L548: Computer Programming for
Information Management

School of Library and Information Science
Indiana University
Spring 2000

Instructor: Uta Priss
Email: upriss@indiana.edu
Office: 029 SLIS
Phone: 812-855-2793
Office hours: Monday 2.30 - 3.30 or by appointment

This syllabus is electronically available at http://php.indiana.edu/~upriss/l548/548-Sp00-syllabus.html

Course Syllabus

Some class-related links:

Student projects
Some information on Ella
Documentation for the CGI Perl module

Introduction

This course introduces basic skills for programming and manipulation of text-based information systems. Information management is a major task for librarians and information professionals who are asked to extract information from sources on the WWW, design interactive text-based web interfaces to information systems, utilize text that is stored or is supposed to be stored in a markup format or preprocess information for storage in databases. This course teaches computer-based approaches to these tasks.

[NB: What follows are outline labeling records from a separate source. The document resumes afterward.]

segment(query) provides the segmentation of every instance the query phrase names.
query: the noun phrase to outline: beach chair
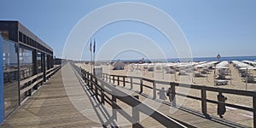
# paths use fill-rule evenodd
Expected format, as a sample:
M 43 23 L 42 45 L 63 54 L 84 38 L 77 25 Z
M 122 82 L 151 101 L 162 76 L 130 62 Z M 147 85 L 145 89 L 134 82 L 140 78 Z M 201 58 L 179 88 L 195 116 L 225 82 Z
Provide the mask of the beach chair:
M 201 78 L 201 77 L 204 77 L 204 75 L 200 73 L 195 73 L 195 77 Z
M 228 80 L 215 79 L 214 83 L 216 85 L 226 85 L 228 84 Z

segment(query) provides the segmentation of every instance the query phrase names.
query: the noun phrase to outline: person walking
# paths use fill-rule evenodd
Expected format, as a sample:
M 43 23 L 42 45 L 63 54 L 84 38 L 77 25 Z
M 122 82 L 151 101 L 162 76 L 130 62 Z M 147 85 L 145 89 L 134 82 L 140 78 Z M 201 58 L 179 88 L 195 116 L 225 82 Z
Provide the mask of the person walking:
M 159 95 L 159 98 L 161 99 L 161 100 L 166 100 L 166 91 L 165 91 L 165 88 L 162 87 L 162 89 L 158 92 L 158 95 Z
M 172 88 L 169 87 L 166 90 L 166 96 L 169 97 L 170 102 L 172 102 Z
M 219 92 L 217 96 L 218 99 L 218 108 L 217 108 L 217 114 L 219 115 L 219 118 L 223 119 L 223 114 L 226 112 L 226 107 L 225 107 L 225 101 L 227 100 L 227 97 L 222 95 L 222 92 Z

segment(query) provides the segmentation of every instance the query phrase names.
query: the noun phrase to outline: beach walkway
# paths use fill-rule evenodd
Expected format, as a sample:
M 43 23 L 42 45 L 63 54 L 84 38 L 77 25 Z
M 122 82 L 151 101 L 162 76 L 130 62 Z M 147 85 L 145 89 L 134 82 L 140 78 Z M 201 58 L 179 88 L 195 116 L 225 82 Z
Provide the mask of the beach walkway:
M 115 120 L 108 105 L 102 105 L 78 78 L 72 66 L 65 65 L 62 70 L 58 71 L 9 116 L 1 127 L 131 127 L 131 125 L 123 126 L 123 124 L 117 121 L 122 119 L 121 115 L 118 114 Z M 116 88 L 126 93 L 134 93 L 122 87 Z M 137 96 L 140 100 L 146 98 L 143 95 Z M 151 103 L 155 102 L 148 100 Z M 122 108 L 127 108 L 121 102 L 118 103 Z M 171 113 L 170 108 L 175 110 L 175 113 Z M 242 127 L 224 119 L 207 119 L 191 110 L 177 109 L 168 104 L 160 104 L 157 110 L 195 127 Z M 140 120 L 139 123 L 144 127 L 164 127 L 150 118 Z

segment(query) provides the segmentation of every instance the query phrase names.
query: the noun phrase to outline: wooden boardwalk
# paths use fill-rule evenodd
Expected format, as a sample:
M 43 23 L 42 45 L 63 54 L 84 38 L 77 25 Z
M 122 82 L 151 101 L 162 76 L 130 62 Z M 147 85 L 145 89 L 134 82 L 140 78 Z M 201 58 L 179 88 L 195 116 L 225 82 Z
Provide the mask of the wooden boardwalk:
M 138 95 L 140 100 L 142 101 L 146 100 L 145 102 L 147 102 L 148 105 L 154 108 L 156 108 L 155 104 L 160 104 L 160 101 L 154 101 L 148 98 L 146 99 L 145 96 L 139 95 L 135 91 L 131 91 L 131 90 L 129 89 L 127 90 L 121 86 L 116 86 L 116 88 L 128 94 Z M 167 102 L 161 103 L 160 106 L 158 106 L 156 109 L 177 121 L 189 124 L 195 127 L 211 127 L 211 128 L 212 127 L 216 127 L 216 128 L 217 127 L 245 127 L 243 125 L 233 122 L 230 122 L 216 117 L 211 117 L 210 119 L 206 118 L 205 115 L 203 115 L 202 113 L 193 111 L 191 109 L 183 108 L 173 108 L 172 107 L 171 104 Z M 151 120 L 149 121 L 148 120 L 148 119 L 146 119 L 142 120 L 141 123 L 143 124 L 143 125 L 150 127 L 150 124 L 148 124 L 148 122 L 151 122 Z
M 61 70 L 9 116 L 0 127 L 102 127 L 72 104 L 65 90 Z
M 65 70 L 60 70 L 44 84 L 37 92 L 5 119 L 1 127 L 102 127 L 102 124 L 106 124 L 108 126 L 122 126 L 122 124 L 113 119 L 112 111 L 108 109 L 108 106 L 101 105 L 86 86 L 81 86 L 81 81 L 77 79 L 69 64 L 62 68 Z M 62 79 L 62 75 L 65 75 L 65 79 Z M 119 86 L 117 88 L 125 92 L 132 93 Z M 139 95 L 140 100 L 145 100 L 145 98 Z M 151 100 L 149 102 L 154 104 L 154 102 L 155 101 Z M 118 103 L 121 107 L 128 107 L 121 102 Z M 148 105 L 150 106 L 150 103 Z M 175 110 L 175 113 L 170 113 L 170 108 Z M 193 112 L 177 109 L 166 104 L 161 104 L 157 109 L 172 119 L 195 127 L 240 126 L 214 118 L 207 119 Z M 117 118 L 118 120 L 122 119 L 119 114 Z M 150 118 L 140 120 L 140 123 L 145 127 L 164 127 Z

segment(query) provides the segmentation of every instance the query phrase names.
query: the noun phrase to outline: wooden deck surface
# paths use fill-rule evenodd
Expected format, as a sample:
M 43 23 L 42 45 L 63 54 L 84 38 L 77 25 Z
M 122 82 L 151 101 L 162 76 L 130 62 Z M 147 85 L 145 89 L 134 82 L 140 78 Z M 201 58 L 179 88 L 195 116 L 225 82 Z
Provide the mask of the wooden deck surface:
M 69 64 L 62 68 L 66 70 L 58 71 L 55 76 L 44 84 L 37 92 L 9 116 L 0 127 L 102 127 L 102 123 L 107 124 L 108 126 L 122 125 L 119 122 L 122 119 L 121 115 L 118 114 L 118 121 L 113 119 L 111 117 L 112 111 L 108 109 L 109 107 L 101 105 L 95 100 L 93 94 L 90 93 L 86 86 L 81 86 Z M 62 79 L 61 72 L 68 79 Z M 63 81 L 69 83 L 69 84 L 63 84 Z M 120 87 L 117 88 L 125 92 L 129 91 Z M 145 97 L 139 96 L 139 99 L 144 100 Z M 80 102 L 77 102 L 78 100 Z M 128 108 L 125 104 L 118 102 L 121 107 Z M 154 103 L 154 101 L 151 103 Z M 176 109 L 176 112 L 170 113 L 170 108 Z M 195 127 L 232 126 L 230 124 L 226 125 L 227 123 L 224 121 L 221 122 L 221 120 L 214 119 L 208 119 L 166 104 L 161 104 L 157 109 L 166 115 Z M 101 123 L 96 123 L 88 117 L 95 118 Z M 145 127 L 163 127 L 150 118 L 146 118 L 140 123 Z
M 102 127 L 80 113 L 63 86 L 61 70 L 9 116 L 0 127 Z

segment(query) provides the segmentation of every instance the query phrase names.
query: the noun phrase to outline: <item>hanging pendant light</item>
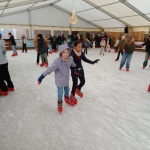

Currently the class is taught using Perl/CGI. Perl provides a good introduction to general programming concepts. These concepts include basic programming structures, such as control structures, file handling and program design strategies. But they also include more advanced topics, such as networking, text-based user interfaces, and basic retrieval concepts. Perl allows rapid prototyping which is appropriate for applications in a fast changing environment such as the WWW. Furthermore, Perl is very suited for search engines, parsers and mark-up languages. Students will develop a small information systems application as a project for this class. The concepts are therefore not taught abstractly but as hands-on experiences with WWW applications.

Course Objectives

This course
  1. teaches basic programming concepts and structures.
  2. introduces basic information processing and management concepts.
  3. uses small scale but realistic examples of information management tasks.
  4. teaches the basics of Perl and Perl/CGI.
  5. provides an introduction to more advanced topics such as object oriented programming.

Prerequisites

L401 (must be either completed in a prior semester or an approved waiver must be in the student's file) or consent of instructor. Especially important: basic Unix skills, i.e. understanding of the Unix directory structure and ability to edit and save files on a Unix computer; ability to create HTML web forms.

Class Organization

The class is taught as a combination of lecture and lab sessions. The students will work on a semester project either as a team of two members or individually. The results of the projects will be presented during the last class session.

Computer Lab

The lab session is taught in GY226 (a Unix lab). All students must create an account on the Unix Nations cluster at least 24 hours before the first lab session. If students want to practise in the Unix lab during other times, they should first check the on-line availability schedule for the lab. (Select month and lab "GY226" on this page.)

Readings

Required Textbook:
Randal L. Schwartz & Tom Christiansen: Learning Perl, 2nd Edition, July 1997, O'Reilly

The book should be treated as an "encyclopedia". It contains detailed technical information, which sometimes may be difficult to understand for programming beginners. Some on-line tutorials may serve as complimentary, easier reading: Day 2 on this page or the Perl Tutorial. Additional resources can be found at www.perl.com and on a local IU resource page.

Grading

The grades are given according to the SLIS grading standards. Good work that meets the course expectations will be assigned a grade of B. To get a higher grade than B, the students must demonstrate above average comprehension of the course materials, knowledge and/or effort.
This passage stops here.